Sein Ausruf "You gotta get ready for the big payback" ist unvergessen! Mit der gerade erschienenen Compilation "Time For Payback" bewahrheitet sich diese Zeile von James Brown ein für allemal: Die 2-CD, die für Sammler auch als 4fach-Vinyl erscheint, ist in der Tat ungemein groß angelegt, eine überdimensionale Schatztruhe und ein wahres Fest für alle Fans des "Godfather of Soul", da die Zusammenstellung besonders tiefe Einblicke in die Karriere der 2006 verstorbenen Ikone gewährt.

Neben etlichen musikalischen Leckerbissen und Raritäten befinden sich auch diverse O-Töne von Mr. Brown und anderen illustren Zeitgenossen auf dem Longplayer. Abgerundet wird die Compilation durch ein umfangreiches Booklet mit spannenden Linernotes von Brown-Kenner Fred Kogel, seines Zeichens ehemaliger Radio-DJ und seit 25 Jahren Programmchef und Geschäftsführer bei führenden Medienunternehmen, der auch für die exklusive Songauswahl von "Time For Payback" verantwortlich ist.

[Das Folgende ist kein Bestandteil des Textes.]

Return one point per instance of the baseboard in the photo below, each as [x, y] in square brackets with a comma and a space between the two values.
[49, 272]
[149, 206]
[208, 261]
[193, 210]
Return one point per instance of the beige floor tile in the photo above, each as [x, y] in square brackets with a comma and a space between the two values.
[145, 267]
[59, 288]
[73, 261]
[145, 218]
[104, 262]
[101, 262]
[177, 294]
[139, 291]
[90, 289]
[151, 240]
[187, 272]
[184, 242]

Youtube | James Brown live

Kogels erklärtes Ziel lautete, auf diesem Longplayer "spezielle Versionen bekannter Hits zu liefern und damit die ungeheure musikalische Bandbreite und Leistung von James Brown aufzuzeigen." Was ihm eindrucksvoll gelungen ist: Zu diesen speziellen Versionen zählen zum Beispiel die in Deutschland bis dato unveröffentlichte Single-Version von "The Payback Part 1" aus dem Jahr 1973, die längere Remix-Version von "Give It Up Or Turnit A Loose", eine ungewöhnlich schnelle Aufnahme von "It's A Man's Man's Man's World" oder legendäre Live-Mitschnitte aus dem New Yorker Apollo, unter anderem von "Cold Sweat", jenem Song aus dem Jahr 1967, der die Funk-Ära einläutete, und - selbstverständlich - "Get Up (And Feel Like Being A Sex Machine)".

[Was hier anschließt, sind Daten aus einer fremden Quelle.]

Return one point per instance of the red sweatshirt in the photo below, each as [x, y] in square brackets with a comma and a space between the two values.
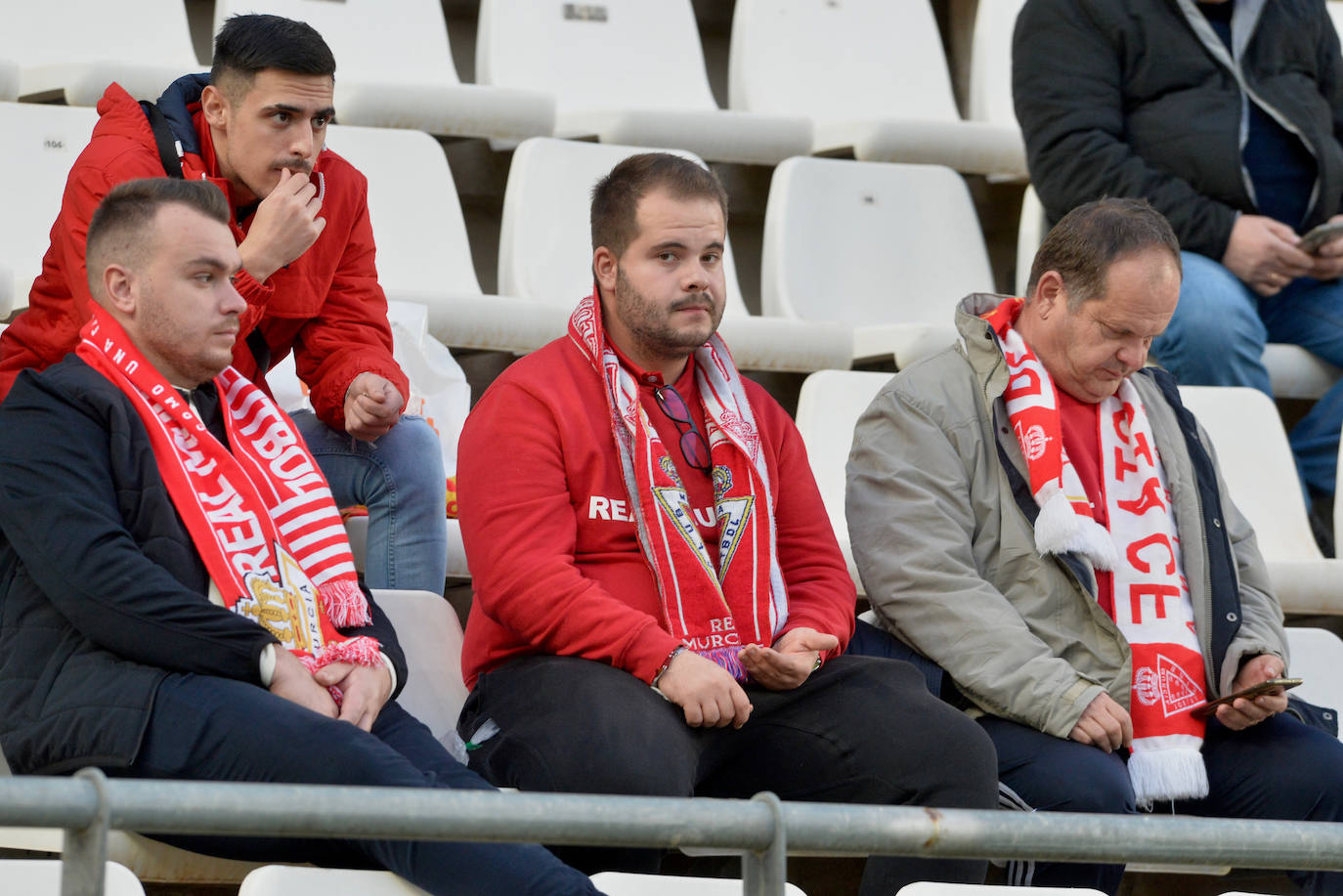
[325, 307]
[555, 556]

Doch hat Kogel, inzwischen seit rund 40 Jahren Fan von Brown, für die mehrere Dekaden umspannende Compilation noch etliche weitere Highlights ausgegraben: so auch Stücke von Blaxploitation-Soundtracks ("People Get Up And Drive Your Funky Soul"), das 11-minütige "For Goodness Sakes, Look At Those Cakes", bei dem erstmals deutlich Disco-Elemente in JBs Sound auftauchten, "I Refuse To Lose", mit dem sich Brown Mitte der Siebziger in den "Minister Of The New Super Heavy Funk" verwandelte, sowie die hierzulande bislang unveröffentlichte Single-B-Seite "No Static" aus dem Jahr 1988, die man ohne Übertreibung als grandiosen Brückenschlag zum HipHop bezeichnen darf.